What do you do when you don't feel your best? You know your body needs to move in order to achieve your healthy and weight loss goals, but you feel sluggish, groggy, congested, headachy, sore, whatever the symptoms, you just feel less than great and you definitely don't feel like exercising.
So what do you do? You certainly have a couple options.
You could push through it and work out as usual.
On the other hand you could keep telling yourself you are sick or sore, or whatever, that you deserve a day off and go back to bed.
These are the two options most people come up with.
They think it must be one or the other.
It is either black or white, in or out, on or off, 100% or nothing.
I know that feeling because that was how I used to be.
If I couldn't work out hard for at least an hour, whether it was because I didn't feel well or because of time constraints-I deemed it wasn't worth working out at all.
I had years of practice as a competitive athlete of pushing through it.
Most coaches back then were of the "no pain, no gain" philosophy...

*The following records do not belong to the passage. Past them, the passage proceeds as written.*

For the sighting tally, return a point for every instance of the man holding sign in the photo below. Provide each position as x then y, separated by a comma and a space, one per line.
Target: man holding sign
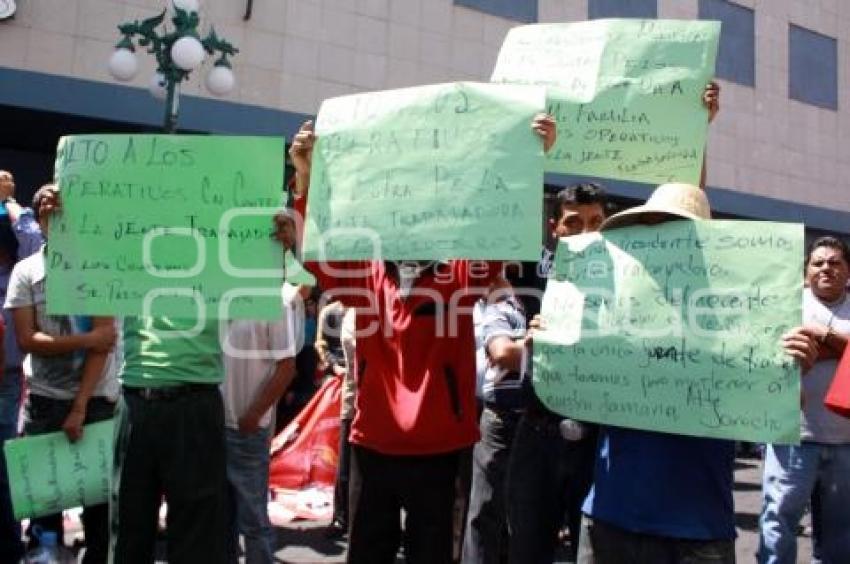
73, 376
416, 378
661, 497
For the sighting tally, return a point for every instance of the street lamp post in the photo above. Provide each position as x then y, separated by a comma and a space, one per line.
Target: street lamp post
178, 52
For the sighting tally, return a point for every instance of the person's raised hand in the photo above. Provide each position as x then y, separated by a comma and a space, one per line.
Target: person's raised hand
711, 99
301, 149
544, 125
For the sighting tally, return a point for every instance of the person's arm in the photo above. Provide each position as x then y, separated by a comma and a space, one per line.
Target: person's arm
711, 101
831, 343
301, 156
801, 346
268, 395
24, 225
93, 367
27, 232
506, 353
321, 344
546, 127
498, 332
32, 340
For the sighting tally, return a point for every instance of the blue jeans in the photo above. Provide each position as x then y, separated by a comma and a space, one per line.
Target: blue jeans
548, 479
248, 476
602, 543
790, 475
11, 547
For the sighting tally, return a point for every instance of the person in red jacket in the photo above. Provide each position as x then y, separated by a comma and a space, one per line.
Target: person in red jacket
416, 412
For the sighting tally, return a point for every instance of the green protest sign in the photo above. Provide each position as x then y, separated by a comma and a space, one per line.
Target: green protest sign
431, 172
177, 225
48, 474
627, 94
676, 328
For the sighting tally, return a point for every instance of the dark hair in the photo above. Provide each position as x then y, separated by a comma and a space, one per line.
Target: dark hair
39, 195
8, 241
832, 243
582, 193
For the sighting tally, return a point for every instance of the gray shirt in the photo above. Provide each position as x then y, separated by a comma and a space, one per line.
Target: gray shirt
818, 424
53, 376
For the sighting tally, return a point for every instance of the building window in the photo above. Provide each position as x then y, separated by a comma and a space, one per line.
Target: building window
645, 9
813, 68
736, 58
519, 10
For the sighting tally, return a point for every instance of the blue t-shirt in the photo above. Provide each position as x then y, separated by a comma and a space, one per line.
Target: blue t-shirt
665, 485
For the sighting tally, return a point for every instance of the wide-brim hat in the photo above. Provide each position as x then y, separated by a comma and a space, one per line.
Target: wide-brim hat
682, 201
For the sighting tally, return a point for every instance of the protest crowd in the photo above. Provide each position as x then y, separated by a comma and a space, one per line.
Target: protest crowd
446, 452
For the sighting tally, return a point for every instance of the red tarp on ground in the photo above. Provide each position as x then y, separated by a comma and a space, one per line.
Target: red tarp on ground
306, 453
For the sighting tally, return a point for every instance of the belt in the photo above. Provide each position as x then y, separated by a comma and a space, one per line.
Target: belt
168, 393
503, 411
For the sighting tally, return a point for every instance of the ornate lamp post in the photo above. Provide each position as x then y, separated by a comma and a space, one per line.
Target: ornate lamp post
178, 52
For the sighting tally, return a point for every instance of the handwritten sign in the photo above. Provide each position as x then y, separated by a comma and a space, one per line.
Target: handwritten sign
48, 474
676, 328
432, 172
173, 225
627, 94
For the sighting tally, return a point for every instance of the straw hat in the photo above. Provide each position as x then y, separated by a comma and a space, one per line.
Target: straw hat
684, 201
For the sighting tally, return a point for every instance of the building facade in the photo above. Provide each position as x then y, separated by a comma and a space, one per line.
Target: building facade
779, 150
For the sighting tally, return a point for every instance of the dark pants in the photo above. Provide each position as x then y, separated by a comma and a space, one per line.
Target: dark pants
174, 448
381, 485
486, 539
11, 547
46, 415
605, 544
548, 478
343, 470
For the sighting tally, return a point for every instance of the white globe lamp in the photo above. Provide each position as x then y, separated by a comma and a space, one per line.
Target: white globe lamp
220, 80
123, 64
187, 53
186, 5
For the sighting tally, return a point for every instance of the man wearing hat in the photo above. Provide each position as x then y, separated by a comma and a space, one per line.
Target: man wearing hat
660, 497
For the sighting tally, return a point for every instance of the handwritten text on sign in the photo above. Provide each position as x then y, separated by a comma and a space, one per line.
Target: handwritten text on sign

in fact I still hear that phrase bantered around a lot! We pushed through pain and illness, believing that force was the answer.
When I was in college I remember one coach telling me that working out was a stress on the body and so is illness.
He said that with all the stress of academia that sometimes when our body feels ill we should take the day off from our workouts in order to be able to perform better in the long-run.
So which is right? For years I continued the "push through it" philosophy.
In that process I found that I kept getting injured.
Or I would get so ill that I literally couldn't get out of bed.
This set back my fitness level far more than if I had taken a day off when I first felt the need to ever would.
Does that mean taking the day off and crawling back under the covers at the first sign of the sniffles is the best course? Not necessarily.
There is a third option-and that is to modify your routine so you do some exercise even if it is not the entire workout your normally would do.
Why is this third option a good idea? Sometimes we develop patterns that inhibit our health and fitness goals.
It may be that we subconsciously are resisting attaining our goals or simply we don't enjoy exercising so we are finding ways to avoid it.
If we give ourselves permission to not exercise at all when we don't feel well, we may actually manifest illness or injury so we have a "legitimate" excuse to not workout.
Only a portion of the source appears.